As this real-life example shows, even if the cost of an inspection feels like a stretch, and even if you’re eager to wrap up the whole homebuying process asap, you won’t want to cheat yourself out of an inspection. You want to know about any issues, minute or otherwise, before you pay for the home; you shouldn’t count on the warranty to protect or save you financially. Even if you have a warranty, you’d likely rather avoid a situation in which repair people are tromping through the house constantly after you’ve moved in; that’s a hassle as well as a privacy and security concern. And of course, if the property has health or safety issues, you’ll definitely want to know about those before you and your family are exposed.
Why is a new home inspection a potentially bad idea?
If this question keeps you up at night, experts say… it shouldn’t.

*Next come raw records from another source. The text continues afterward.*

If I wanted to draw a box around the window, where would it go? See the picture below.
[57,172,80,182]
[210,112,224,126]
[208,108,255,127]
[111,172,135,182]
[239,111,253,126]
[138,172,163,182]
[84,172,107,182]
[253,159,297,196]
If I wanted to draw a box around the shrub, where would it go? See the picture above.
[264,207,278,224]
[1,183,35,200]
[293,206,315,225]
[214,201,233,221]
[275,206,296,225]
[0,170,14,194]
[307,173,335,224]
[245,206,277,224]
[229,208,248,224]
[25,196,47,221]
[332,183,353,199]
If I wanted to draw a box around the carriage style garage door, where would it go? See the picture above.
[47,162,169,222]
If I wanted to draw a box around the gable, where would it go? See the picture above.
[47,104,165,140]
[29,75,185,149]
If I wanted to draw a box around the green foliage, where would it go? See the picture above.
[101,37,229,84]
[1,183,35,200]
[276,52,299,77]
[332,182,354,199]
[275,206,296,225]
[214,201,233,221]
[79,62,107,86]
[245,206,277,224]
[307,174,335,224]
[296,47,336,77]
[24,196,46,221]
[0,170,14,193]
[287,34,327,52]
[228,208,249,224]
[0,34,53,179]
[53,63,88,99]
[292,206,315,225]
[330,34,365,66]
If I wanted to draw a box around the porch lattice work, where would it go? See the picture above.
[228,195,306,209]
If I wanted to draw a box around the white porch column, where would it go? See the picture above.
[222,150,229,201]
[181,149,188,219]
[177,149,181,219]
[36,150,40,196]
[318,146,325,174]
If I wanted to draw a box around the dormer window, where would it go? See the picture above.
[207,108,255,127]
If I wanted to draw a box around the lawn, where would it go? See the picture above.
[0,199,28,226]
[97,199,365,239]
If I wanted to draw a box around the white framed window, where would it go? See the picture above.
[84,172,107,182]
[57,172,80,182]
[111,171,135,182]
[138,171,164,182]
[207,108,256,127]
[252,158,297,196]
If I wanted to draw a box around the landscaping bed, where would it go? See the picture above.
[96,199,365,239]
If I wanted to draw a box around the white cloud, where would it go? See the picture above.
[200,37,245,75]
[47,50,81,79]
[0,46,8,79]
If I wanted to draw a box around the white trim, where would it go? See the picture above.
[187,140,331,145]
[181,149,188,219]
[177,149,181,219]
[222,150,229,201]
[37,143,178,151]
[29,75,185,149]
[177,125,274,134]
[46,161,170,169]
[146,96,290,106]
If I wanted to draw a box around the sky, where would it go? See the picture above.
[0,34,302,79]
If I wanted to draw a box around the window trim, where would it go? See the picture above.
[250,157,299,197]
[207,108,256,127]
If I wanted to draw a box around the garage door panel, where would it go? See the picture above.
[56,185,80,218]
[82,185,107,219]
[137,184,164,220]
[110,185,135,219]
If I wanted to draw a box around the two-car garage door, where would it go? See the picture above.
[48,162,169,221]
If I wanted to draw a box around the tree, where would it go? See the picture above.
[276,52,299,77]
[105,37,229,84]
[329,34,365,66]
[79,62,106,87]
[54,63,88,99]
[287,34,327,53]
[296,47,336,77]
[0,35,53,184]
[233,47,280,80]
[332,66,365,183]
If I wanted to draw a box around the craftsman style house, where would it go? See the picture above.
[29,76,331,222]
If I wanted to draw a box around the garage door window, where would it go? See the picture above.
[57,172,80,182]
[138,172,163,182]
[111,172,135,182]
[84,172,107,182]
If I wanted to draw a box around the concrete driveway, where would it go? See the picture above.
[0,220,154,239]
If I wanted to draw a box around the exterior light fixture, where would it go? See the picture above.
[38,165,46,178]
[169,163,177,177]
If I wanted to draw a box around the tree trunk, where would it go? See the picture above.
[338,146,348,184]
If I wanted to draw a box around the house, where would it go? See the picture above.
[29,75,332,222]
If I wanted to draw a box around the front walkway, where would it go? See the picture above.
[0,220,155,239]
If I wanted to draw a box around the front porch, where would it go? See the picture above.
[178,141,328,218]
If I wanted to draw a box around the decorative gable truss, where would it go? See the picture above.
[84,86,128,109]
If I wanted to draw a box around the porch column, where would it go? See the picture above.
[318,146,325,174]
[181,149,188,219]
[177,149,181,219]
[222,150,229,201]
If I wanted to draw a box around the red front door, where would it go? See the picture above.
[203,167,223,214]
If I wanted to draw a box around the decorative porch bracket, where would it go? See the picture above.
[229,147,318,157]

That’s because the decision to get an inspection on a new construction project is fairly unequivocal.
The only drawback here is that you have to pay out of your own pocket, and if a buyer is “really tight” on budget, Norsworthy acknowledges the extra expense could be a hardship. Or if the buyer is extremely involved with the construction, that might render the home inspection less necessary. But it’s typically well worth the expense, even under such circumstances, he advises.
“If a buyer has been really involved with the building, or they’re building it themselves, that’s different. But for your average buyer who is hands off, I think it’s a good little insurance plan,” he says.
“I always encourage people because there is no harm in it. In the scheme of a 30-year note, it seems to me that when you’re looking at the overall investment of new property, to spend $400 for an inspection is such a minor expense.”
When can you get your new construction home inspected?
You can arrange to get it inspected at any point, and it might be smart to even arrange two inspections: one before the drywall is up (which gives the inspector a chance to take a close look at all of the electrical/plumbing and framing) and once afterward.
For his part, “I do it as late as possible after the construction is done, and I usually try to wait until after the city has done their final approvals,” Norsworthy says. That said, he advises not scheduling the inspection so late that it could potentially cause a delay in closing.
“So maybe the painting isn’t quite done, or maybe there are a few little details that need to be finished,” he says. “But as a general rule, I try to do it as late as I can, without [triggering a] delay.”
Of course, if your builder is balking at any request to bring in an independent inspector, that sends up a big red flag. Why would they want to mask their work, instead of allowing a close look at the quality of the project?
“The builders have no problem with it because, if they stand by their product, they’re going to welcome a home inspector to come in,” Norsworthy says, referring to reputable builders.
And as the buyer of a new construction home, you want to make sure that responsibility falls on the builder to rectify, and not on you. If the inspector finds something, he says, “those builders are not done building yet. All of those repairs are going to fall on the shoulders of the builder, and there’s not a whole lot of negotiating. It’s not like you’re debating over whether this item is something that the sellers are willing to fix: it’s brand new construction and they have to stand by their products.”
And if you skip a new construction home inspection, you miss out on the chance to force the builders to make it right before it becomes your problem alone.